Il y a ensuite le témoignage le plus conscient, celui du Fondateur, qui fait référence à ce qu'il a dit de son père.
«Le poids de l'autorité du Père Lorenzo sur ses enfants était contrebalancé providentiellement par leur mère, Maria Bianchi, une femme énergique et douce de manières, de sorte que dans la famille elle était un véritable trésor de la Providence. Il élevait douze enfants et pourtant il était toujours le premier responsable de la maison et des travaux à la campagne. »
Dans un de ces moments privilégiés de confiance particulière, Don Luigi, aujourd'hui adulte et fondateur, a rappelé ses parents comme « un souvenir doux et affectueux - atteste Don Martino Cugnasca -, comme on peut le déduire de la manière et de l'émotion qui parfois atteint jusqu'aux larmes".
Il possédait et offrait une foi ardente et concrète, immergée dans la vie quotidienne ; c'est sans doute la foi qui constitue l'interprétation, la « lecture » de l'existence. Voyez comment Don Guanella décrit la tragédie de Tartano, lorsque l'inondation a soudainement éclaté, entraînant dans ses tourbillons un flanc de montagne avec des maisons et des victimes. Les derniers mots de la mère qui voit mourir ses filles sont : « Au revoir ! Adieu! On se reverra au paradis." Il me semble y voir la foi de Mère Maria : le rythme de la vie était regardé avec ces yeux.

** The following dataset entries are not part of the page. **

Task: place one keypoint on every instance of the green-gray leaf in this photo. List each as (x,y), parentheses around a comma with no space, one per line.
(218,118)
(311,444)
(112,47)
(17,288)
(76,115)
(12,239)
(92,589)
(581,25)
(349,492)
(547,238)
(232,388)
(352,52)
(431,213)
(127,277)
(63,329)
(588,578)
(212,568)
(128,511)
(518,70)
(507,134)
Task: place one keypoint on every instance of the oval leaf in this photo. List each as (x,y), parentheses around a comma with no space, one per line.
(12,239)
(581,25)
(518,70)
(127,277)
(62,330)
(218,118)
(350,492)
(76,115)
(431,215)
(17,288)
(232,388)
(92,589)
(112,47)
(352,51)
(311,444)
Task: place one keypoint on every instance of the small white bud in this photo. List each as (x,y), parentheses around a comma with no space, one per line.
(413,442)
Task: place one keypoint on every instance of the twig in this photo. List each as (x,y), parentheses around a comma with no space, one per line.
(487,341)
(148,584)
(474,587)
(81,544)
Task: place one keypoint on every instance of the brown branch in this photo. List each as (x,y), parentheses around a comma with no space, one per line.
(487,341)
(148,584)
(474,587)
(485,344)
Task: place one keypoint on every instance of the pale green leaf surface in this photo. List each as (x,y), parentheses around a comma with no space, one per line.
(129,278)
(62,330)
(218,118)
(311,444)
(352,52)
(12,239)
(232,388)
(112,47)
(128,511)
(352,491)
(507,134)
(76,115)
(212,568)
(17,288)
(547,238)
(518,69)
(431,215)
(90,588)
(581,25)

Sa tendresse se manifeste aussi constamment, de sorte que l'action éducative prend l'empreinte de l'affection, de l'intériorité. La capacité d'aimer s'est développée. Les facultés du cœur ont été sollicitées par Maman Maria avec sa préférence pour suivre les chemins de la douceur et, surtout, avec la pédagogie de l'exemple. Elle précédait, comme la bergère précède le troupeau, soucieuse de guider et de rappeler soigneusement les brebis qui ont tendance à s'égarer un instant.

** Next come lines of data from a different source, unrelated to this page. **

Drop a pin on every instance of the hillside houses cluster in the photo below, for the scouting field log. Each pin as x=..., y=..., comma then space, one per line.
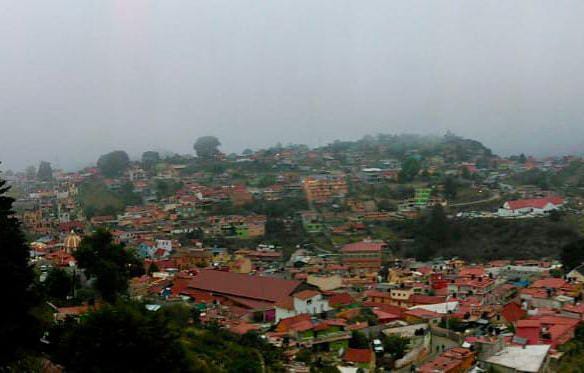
x=239, y=242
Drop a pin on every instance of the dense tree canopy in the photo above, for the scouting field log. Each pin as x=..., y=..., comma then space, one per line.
x=149, y=159
x=207, y=147
x=18, y=326
x=113, y=164
x=110, y=264
x=121, y=338
x=573, y=254
x=45, y=172
x=410, y=168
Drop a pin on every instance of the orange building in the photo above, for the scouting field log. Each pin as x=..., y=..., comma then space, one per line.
x=455, y=360
x=323, y=188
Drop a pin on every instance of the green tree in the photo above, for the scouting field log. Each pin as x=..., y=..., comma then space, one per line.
x=113, y=164
x=395, y=345
x=30, y=172
x=128, y=196
x=358, y=340
x=149, y=159
x=19, y=328
x=121, y=338
x=450, y=188
x=573, y=254
x=207, y=147
x=434, y=233
x=45, y=172
x=410, y=169
x=110, y=264
x=58, y=284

La douceur patiente, illuminée par la foi si passionnément professée par elle, finit par inonder de tendresse même la position de Pa Lorenzo. Une grâce particulière d'intégration a dû s'être produite dans la conscience de Luigino : l'Esprit du Seigneur a dû le conduire à considérer le travail éducatif de ses parents comme réparti en rôles combinés, certains relevant de la compétence du père, d'autres relevant de la compétence de la mère; mais tous deux étaient de « grands patriarches devant Dieu », partageant la paternité de Dieu : « Votre premier honneur, ô parents, commence à partir du moment où le Seigneur vous a élus à cet état ; cela commence de l'éternité, car depuis des siècles éternels le Seigneur a pensé à vous créer... De même que le Seigneur est le père universel, parce qu'il a tout créé au ciel et sur la terre et qu'il règne et gouverne ; ainsi vous participez d'une certaine manière à cette paternité divine.
(extrait de Les temps et la vie de Don Guanella. Recherche biographique, Essais historiques 2, Nuove Frontiere Editrice, Rome 1990, page 46ff).